One of my new used books A Very Modest Cottage is entrancing. Seducing me even, with its beautiful photos. I have an old tenant house on my own property that someday I'd love to restore. I'm reading this slowly, savoring every word, loving every illustration.

I awoke with a start at five this morning, dreaming I'd seen the tail lights of the washing machine repair man pulling away without fixing it. Seriously, Cindy? That's what you're stressing about? Our microwave made a loud exploding sound and gave up the ghost two days ago, I'd already replaced it via Wal-Mart. Everything here dies of over use. Someday even me.

The Wednesday night church service had served pies, cakes and cheesecake, our family benefited from the leftovers, Chuy and I remained in the driveway, trying to figure out why the van door wouldn't close. Oh no. A large metal hinge was broken, that's gonna require a welding repair.

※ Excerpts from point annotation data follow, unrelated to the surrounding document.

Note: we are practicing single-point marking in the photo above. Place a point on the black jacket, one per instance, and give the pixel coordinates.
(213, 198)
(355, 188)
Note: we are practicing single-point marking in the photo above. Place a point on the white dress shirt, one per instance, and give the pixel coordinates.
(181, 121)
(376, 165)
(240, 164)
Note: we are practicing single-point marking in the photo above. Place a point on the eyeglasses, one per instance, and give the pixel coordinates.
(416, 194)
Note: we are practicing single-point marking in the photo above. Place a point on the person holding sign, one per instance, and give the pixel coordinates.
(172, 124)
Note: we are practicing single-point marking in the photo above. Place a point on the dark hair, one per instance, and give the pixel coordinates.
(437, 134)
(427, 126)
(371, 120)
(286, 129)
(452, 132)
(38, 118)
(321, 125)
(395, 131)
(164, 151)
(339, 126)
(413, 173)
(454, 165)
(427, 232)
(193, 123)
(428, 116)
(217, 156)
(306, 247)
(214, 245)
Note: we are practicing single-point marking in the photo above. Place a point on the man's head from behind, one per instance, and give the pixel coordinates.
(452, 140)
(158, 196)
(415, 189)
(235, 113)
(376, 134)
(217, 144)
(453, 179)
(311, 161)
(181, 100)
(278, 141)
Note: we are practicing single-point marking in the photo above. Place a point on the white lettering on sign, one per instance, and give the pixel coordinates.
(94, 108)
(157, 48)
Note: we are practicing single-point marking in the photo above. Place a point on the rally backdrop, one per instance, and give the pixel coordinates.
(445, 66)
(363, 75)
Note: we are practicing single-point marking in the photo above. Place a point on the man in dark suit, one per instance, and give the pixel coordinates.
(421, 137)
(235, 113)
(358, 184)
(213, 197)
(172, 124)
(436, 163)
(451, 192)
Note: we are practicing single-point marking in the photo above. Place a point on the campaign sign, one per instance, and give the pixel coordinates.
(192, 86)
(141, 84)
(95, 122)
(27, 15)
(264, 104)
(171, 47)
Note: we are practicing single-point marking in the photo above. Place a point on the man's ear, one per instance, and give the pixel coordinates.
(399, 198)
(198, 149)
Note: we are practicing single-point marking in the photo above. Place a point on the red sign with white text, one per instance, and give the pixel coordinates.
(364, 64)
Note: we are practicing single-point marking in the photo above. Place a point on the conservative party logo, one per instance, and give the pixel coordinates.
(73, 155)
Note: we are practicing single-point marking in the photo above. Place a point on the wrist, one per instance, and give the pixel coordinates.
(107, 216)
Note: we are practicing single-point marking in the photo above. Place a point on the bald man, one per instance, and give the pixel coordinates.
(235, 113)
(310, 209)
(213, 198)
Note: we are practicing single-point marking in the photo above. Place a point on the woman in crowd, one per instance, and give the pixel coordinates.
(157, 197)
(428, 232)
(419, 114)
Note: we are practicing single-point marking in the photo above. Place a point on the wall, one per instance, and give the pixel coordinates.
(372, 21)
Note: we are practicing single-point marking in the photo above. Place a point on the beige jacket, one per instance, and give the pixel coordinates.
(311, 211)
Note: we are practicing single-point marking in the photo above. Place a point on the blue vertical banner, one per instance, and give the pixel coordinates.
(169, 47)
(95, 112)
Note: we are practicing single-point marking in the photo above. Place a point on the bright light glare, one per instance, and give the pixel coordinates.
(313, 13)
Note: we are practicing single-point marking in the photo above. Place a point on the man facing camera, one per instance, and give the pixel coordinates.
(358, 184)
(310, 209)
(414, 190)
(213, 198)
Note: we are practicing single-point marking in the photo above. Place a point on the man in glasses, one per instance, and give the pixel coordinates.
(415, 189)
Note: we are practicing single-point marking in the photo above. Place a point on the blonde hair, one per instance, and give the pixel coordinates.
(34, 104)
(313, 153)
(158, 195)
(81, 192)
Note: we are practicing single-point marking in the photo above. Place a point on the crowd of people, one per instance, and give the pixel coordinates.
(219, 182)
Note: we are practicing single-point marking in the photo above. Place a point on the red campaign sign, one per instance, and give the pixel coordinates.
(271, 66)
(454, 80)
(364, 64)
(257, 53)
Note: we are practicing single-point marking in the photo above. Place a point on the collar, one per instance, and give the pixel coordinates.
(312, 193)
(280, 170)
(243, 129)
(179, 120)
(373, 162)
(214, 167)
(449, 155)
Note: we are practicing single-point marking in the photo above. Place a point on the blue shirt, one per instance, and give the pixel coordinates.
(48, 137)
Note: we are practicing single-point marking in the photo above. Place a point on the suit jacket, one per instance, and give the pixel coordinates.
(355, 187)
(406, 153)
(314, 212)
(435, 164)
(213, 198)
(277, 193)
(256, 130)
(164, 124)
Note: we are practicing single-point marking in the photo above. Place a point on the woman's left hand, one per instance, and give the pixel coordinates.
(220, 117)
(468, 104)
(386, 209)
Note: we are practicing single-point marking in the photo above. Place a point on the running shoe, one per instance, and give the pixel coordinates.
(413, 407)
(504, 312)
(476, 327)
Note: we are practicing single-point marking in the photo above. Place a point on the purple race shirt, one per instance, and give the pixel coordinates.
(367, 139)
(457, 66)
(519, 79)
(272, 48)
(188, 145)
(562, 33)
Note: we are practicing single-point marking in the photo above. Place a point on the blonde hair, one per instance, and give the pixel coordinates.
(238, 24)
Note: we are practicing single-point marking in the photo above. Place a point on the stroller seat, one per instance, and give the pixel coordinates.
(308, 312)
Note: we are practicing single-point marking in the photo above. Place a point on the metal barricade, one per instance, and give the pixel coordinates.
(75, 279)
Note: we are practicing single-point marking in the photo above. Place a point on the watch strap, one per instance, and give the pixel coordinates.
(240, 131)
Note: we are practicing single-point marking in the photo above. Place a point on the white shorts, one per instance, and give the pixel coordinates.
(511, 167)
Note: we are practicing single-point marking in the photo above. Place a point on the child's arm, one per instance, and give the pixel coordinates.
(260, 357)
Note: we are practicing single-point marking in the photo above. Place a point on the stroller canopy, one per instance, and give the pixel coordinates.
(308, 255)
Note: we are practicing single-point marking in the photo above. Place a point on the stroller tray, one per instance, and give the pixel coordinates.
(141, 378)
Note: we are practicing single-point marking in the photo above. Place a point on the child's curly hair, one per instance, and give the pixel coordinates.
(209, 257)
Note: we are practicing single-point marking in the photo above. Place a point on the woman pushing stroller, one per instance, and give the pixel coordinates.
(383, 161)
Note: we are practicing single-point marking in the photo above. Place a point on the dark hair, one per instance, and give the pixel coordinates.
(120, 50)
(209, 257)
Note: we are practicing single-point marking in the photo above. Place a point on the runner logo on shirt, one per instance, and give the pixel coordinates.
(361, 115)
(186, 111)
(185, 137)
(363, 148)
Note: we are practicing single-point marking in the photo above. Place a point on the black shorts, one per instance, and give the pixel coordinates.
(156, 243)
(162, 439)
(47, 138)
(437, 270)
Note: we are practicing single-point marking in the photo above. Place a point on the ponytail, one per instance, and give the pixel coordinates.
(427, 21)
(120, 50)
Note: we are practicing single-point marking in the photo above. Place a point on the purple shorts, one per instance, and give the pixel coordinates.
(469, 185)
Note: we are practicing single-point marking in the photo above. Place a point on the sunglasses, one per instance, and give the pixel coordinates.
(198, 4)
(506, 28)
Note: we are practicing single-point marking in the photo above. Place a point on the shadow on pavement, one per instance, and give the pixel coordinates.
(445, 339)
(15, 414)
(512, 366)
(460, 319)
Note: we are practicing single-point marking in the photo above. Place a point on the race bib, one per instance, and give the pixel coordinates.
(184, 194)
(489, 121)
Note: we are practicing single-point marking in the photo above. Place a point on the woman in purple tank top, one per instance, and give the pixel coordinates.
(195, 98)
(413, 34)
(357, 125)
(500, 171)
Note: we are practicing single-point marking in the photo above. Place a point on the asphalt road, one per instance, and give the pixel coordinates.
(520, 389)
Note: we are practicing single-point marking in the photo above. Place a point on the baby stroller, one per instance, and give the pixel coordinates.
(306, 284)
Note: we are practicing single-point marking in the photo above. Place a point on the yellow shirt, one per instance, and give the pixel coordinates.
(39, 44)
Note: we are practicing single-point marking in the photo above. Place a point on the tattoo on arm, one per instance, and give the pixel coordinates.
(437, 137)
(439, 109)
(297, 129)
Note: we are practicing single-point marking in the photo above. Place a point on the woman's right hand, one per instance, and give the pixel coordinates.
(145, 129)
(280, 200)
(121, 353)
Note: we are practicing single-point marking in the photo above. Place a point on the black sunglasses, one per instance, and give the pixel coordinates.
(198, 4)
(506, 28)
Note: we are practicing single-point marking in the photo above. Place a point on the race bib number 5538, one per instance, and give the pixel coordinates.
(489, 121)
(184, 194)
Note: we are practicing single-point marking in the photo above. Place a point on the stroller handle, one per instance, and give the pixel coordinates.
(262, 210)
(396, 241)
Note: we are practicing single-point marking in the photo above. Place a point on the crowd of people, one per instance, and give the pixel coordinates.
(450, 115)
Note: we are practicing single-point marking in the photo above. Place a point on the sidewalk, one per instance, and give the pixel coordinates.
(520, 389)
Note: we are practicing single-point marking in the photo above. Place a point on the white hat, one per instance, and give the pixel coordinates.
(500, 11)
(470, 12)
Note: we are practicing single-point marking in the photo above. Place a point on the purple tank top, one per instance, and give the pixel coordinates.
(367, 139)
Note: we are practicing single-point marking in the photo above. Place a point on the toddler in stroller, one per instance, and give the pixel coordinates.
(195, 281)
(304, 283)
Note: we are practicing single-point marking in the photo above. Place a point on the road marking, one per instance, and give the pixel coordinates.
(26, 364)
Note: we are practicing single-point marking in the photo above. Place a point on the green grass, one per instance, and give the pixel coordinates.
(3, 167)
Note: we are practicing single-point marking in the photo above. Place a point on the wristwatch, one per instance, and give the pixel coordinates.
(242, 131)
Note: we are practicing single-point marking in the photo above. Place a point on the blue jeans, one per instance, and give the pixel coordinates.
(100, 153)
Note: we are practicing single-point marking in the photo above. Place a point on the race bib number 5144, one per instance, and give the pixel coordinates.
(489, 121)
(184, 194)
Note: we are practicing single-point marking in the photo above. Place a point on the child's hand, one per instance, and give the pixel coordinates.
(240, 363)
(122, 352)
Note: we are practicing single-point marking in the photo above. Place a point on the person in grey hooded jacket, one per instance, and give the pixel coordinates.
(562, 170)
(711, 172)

I'd spent the afternoon in the very warm sunshine, working and listening to Shrink Rap Radio podcasts, a psychologist who interviews authors in his field, fascinating as all get out. I literally wanted to take notes with my dirty hands, trying to absorb all I was learning.

Studies show that one learns better while moving around, this is why school age boys particularly have such a difficult time, they're told to "Stop fidgeting," when, if left alone and allowed to be wiggle worms, they'd be able to absorb and assimilate more information at a better rate.

Sarah'd read that study aloud to me from a book, I can't remember the title, or I'd link it here. Yolie 'd been telling me that she reads all Sarah's homeschool links on Facebook, because even if one doesn't home school, one can learn so much about helping their children learn better. In today's world, full of electronic distractions that compete with homework, we parents need all the help we can get.

But the point is, I too, can retain information that I've absorbed while in movement, much like a mischievous little boy I suppose. I spouted off several theories I'd listened to that afternoon, later talking with Yolie. The world is a fascinating sphere, there's so much still to learn and to discover.